Samstag, den 5. Januar 2008

Seit 1991 betreibe ich eine Yachtschule in Bielefeld. Damals gab es kein Internet, die gesamte Werbung erfolgte ausschließlich in Printmedien. Ende der 90er stieg auch ich in das Internet ein und erstellte eine sehr umfangreiche Homepage mit umfassenden Informationen über alle Scheine im Yachtsport. Obwohl ich eigentlich zu spät war, gelang es mir noch, eine Reihe wichtiger Domains zu sichern. Darüber bin ich heute sehr froh, weil ich überhaupt keine Printwerbung mehr schalte und meine Kunden ausschließlich durch das Internet und durch Mund-zu-Mund-Propaganda gewinnen.

Führerschein Domains

Inzwischen gehören zu meinen Domains unter anderem alle Führerscheinbezeichnungen. Das sind – neben www.sportbootfuehrerschein.de – im Einzelnen www.sportbootfuehrerschein-binnen.de, www.sportbootfuehrerschein-see.de, www.sks-schein.de, www.sss-schein.de und www.shs-schein.de.

Funk Domains

Funk ist auf Yachten und Booten ein sehr wichtiges Thema.

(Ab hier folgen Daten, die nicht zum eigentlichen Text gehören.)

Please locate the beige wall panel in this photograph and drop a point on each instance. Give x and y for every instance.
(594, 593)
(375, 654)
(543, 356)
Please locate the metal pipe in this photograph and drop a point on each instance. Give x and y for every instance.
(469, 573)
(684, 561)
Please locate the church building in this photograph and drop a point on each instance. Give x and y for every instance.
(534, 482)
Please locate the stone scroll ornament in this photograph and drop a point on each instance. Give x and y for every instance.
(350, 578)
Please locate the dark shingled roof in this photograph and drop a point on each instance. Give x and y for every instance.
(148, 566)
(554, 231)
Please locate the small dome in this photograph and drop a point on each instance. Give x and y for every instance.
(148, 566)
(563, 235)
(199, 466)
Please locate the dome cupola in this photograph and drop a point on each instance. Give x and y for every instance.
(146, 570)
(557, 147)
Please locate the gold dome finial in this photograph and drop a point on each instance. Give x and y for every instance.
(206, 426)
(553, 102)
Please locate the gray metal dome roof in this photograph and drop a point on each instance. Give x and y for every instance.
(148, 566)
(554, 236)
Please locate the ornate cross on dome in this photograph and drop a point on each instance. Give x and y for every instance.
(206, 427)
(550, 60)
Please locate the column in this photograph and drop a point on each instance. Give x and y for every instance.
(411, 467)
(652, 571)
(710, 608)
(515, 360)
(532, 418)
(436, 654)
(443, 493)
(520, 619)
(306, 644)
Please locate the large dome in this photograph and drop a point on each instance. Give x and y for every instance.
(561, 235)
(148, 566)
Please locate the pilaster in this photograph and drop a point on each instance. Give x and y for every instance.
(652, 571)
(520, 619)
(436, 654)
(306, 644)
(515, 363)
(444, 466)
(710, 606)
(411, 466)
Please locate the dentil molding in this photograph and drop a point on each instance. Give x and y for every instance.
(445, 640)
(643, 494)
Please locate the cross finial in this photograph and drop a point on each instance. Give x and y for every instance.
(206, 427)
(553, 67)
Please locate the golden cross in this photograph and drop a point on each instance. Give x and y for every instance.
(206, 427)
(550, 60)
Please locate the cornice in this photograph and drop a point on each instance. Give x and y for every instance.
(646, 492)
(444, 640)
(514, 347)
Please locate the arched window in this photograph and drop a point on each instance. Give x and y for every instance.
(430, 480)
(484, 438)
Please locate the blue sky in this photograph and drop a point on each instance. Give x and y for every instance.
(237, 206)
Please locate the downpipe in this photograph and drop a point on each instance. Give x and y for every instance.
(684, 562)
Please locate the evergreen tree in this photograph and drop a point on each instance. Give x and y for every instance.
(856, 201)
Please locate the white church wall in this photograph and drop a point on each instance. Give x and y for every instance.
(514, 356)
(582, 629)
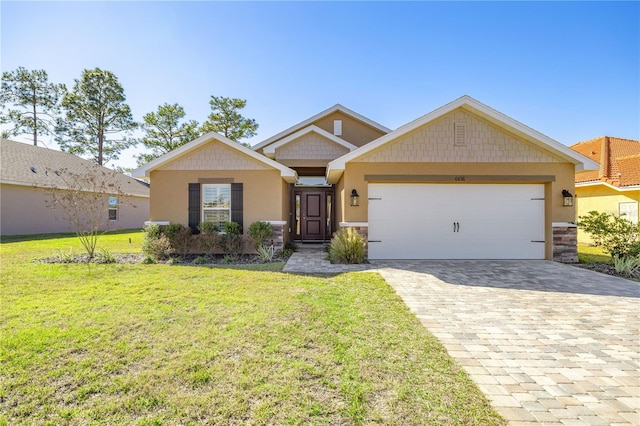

Heute im Zeitalter der totalen Kommunikation, wo es in Deutschland mehr Handies als Menschen gibt, ist natürlich auch nahezu jedes Sportboot mit einem Funkgerät ausgerüstet. Die meisten meiner Bücher sind zum Thema Funk erschienen und die meisten meiner Domains gehören in den Funkbereich. Da betreue ich zunächst wieder die amtlichen Bezeichnungen der Funkzeugnisse www.ukw-funkbetriebszeugnis.de und www.allgemeines-funkbetriebszeugnis.de, www.ukw-sprechfunkzeugnis.de sowie www.funkbetriebszeugnis.de und www.funkzeugnis.de. Aber auch die Domains für die früheren Namen pflege ich noch, weil sie vielen Wassersportlern gebräuchlich sind: www.betriebszeugnis.de und www.ukw-betriebszeugnis.de.

Sonstige Domains

Wer in den Yacht- und Bootsport einsteigen will, kennt oftmals nicht die genauen Namen der Führerscheine. www.bootsfuehrerschein.de wird häufig eingegeben oder auch www.motorbootfahren.de. Fast ebenso wichtig sind zum Beispiel www.sportbootschein.de und www.motorbootschein.de

Pflege

Besuchen Sie doch mal gelegentlich eine der Domains. Sie werden auf jeder Seite aktuelle, interessante Informationen finden. Es war und ist viel Arbeit, die Domains zu erstellen, zu pflegen und die zahlreichen Links aufzubauen. Seit einigen Wochen ist dies meine wichtigste Aufgabe. Insbesondere seitdem ich mich mit dem Thema Suchmaschinen befasst habe, ist viel auf mich zugekommen.